Reviewer: Dale Worley
Review result: Ready with Nits
I am the assigned Gen-ART reviewer for this draft. The General Area
Review Team (Gen-ART) reviews all IETF documents being processed
by the IESG for the IETF Chair. Please treat these comments just
like any other last call comments.
For more information, please see the FAQ at
<
http://wiki.tools.ietf.org/area/gen/trac/wiki/GenArtfaq>.
Document: draft-ietf-slim-negotiating-human-language-06
Reviewer: Dale R. Worley
Review Date: 2017-02-17
IETF LC End Date: 2017-02-20
IESG Telechat date: [unknown]
Summary:
This draft is basically ready for publication, but has nits
that should be fixed before publication.
* Technical comments
A. Call failure
If a call fails due to no available language match, in what way(s)
does it fail? Section 5.3 says
If such an offer is received, the receiver MAY
reject the media, ignore the language specified, or attempt to
interpret the intent
But I suspect it's also allowed for the UAS to fail the call at the
SIP level. Whether or not that is allowed (or at least envisioned)
should be described. And what response code(s)/warn-code(s) should
be
used for that?
B. Audio/Video coordination
5.2. New 'humintlang-send' and 'humintlang-recv' attributes
Note that while signed language tags are used with a video stream
to
indicate sign language, a spoken language tag for a video stream
in
parallel with an audio stream with the same spoken language tag
indicates a request for a supplemental video stream to see the
speaker.
And there's a similar paragraph in 5.4:
A spoken language tag for a video stream in conjunction with an
audio
stream with the same language might indicate a request for
supplemental video to see the speaker.
I think this mechanism needs to be described more exactly, and in
particular, it should not depend on the UA understanding which
language tags are spoken language tags. It seems to me that a
workable rule is that there is an audio stream and a video stream and
they specify exactly the same language tag in their respective
humintlang attributes. In that case, it is a request for a spoken
language with simultaneous video of the speaker, and those requests
should be considered satisfied only if both streams can be
established.
* The following three items are adjustments to the design which I'd
like to know have been considered.
C. "humintlang" seems long to me
Given the excessive length of SDP in practice, it seems to me that a
shorter attribute name would be desirable. E.g., "humlang" as was
used in some previous versions. Or is there a coordinated usage with
other names in the "hum*lang" pattern?
D. Use the Accept-Language syntax
It seems to me that it would better to use the Accept-Language syntax
for the attribute values. This allows (1) specifiying the quality of
language experience, allowing clear description of bilingualism, (2)
a
unified method of specifying whether or not arbitrary languages are
acceptable, and (3) abbreviating SDP descriptions.
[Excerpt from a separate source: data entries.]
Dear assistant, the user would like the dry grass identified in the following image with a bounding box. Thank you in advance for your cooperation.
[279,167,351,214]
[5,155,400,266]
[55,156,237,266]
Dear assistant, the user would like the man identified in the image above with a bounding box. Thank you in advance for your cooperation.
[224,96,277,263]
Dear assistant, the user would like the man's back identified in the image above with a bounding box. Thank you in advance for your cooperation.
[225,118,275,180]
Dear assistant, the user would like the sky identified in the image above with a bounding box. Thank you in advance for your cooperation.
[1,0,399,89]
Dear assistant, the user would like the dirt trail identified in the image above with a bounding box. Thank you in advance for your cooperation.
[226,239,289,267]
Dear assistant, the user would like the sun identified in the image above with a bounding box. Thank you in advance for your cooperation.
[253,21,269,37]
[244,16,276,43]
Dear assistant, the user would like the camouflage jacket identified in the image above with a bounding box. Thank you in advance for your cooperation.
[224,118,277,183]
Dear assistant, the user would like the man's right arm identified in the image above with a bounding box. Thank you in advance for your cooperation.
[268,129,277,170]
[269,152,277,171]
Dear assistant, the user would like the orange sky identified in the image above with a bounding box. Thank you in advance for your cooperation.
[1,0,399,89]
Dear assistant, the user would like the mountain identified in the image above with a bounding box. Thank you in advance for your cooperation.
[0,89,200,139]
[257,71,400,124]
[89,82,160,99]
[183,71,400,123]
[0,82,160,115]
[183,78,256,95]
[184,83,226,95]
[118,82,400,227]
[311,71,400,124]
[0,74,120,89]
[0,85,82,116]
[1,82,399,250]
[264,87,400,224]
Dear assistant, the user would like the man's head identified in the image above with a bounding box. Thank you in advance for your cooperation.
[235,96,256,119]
In a way, the fact that the current proposal seems to require (but
does not directly specify) the coordinated absence/presence of an
asterisk on all of the repetitions of humintlang-send or
humintlang-recv is a warning that the syntax doesn't represent the
semantics as well as it might.
E. Have an attribute to abbreviate the bidirectionally-symmetric case
Note that all examples are bidirectionally symmetric, and the text
says that requests and responses SHOULD be bidirectionally symmetric.
So it would be a very useful abbreviation to define
"humintlang=<value>" to be equivalent to the combination of
"humintlang-send=<value>" and "humintlang-recv=<value>".
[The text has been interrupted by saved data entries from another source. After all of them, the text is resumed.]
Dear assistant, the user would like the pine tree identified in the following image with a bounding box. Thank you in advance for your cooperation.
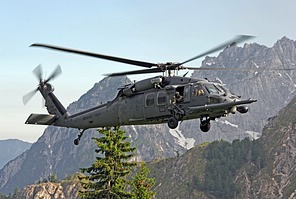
[130,163,155,199]
[79,127,136,199]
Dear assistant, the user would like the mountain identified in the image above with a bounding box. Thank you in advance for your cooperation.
[0,139,31,169]
[235,95,296,198]
[148,95,296,199]
[187,36,296,140]
[0,37,295,194]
Combining proposals C, D, and E, the examples become
m=audio 49170 RTP/AVP 0
a=humlang:en
m=video 51372 RTP/AVP 31 32
a=humlang:ase,*;q=0.1
m=audio 49250 RTP/AVP 20
a=humlang:es,eu;q=0.9,en;q=0.8,*;q=0.1
m=text 45020 RTP/AVP 103 104
a=humlang:gr
which requires about half as many characters as they have now.
* Editorial comments and nits
Abstract
This document describes the need and a solution using new SDP
stream
attributes.
I don't think the term "stream attribute" is used in RFC 4566.
Instead, it uses "media attribute".
1. Introduction
caller and callee know each other or there is contextual or out of
band information from which the language(s) and media modalities
can
I think this context, it's preferred to hyphenate "out-of-band" to
make it clearly be an adjective.
This approach has a number of benefits, including that it is
generic
(applies to all interactive communications negotiated using SDP)
and
not limited to emergency calls.
I think s/and not limited to/and is not limited to/ reads more
smoothly.
But it is clearly useful in many other cases. For
example, someone calling a company call center or a Public Safety
Answering Point (PSAP) should be able to indicate if one or more
specific signed, written, and/or spoken languages are preferred,
the
callee should be able to indicate its capabilities in this area,
and
the call proceed using in-common language(s) and media forms.
I think s/preferred, the callee/preferred; the callee/ because the
sentence is the concatenation of two sentences.
Perhaps s/in-common/shared/.
Including the user's human (natural) language preferences in the
session establishment negotiation is independent of the use of a
relay service and is transparent to a voice service provider.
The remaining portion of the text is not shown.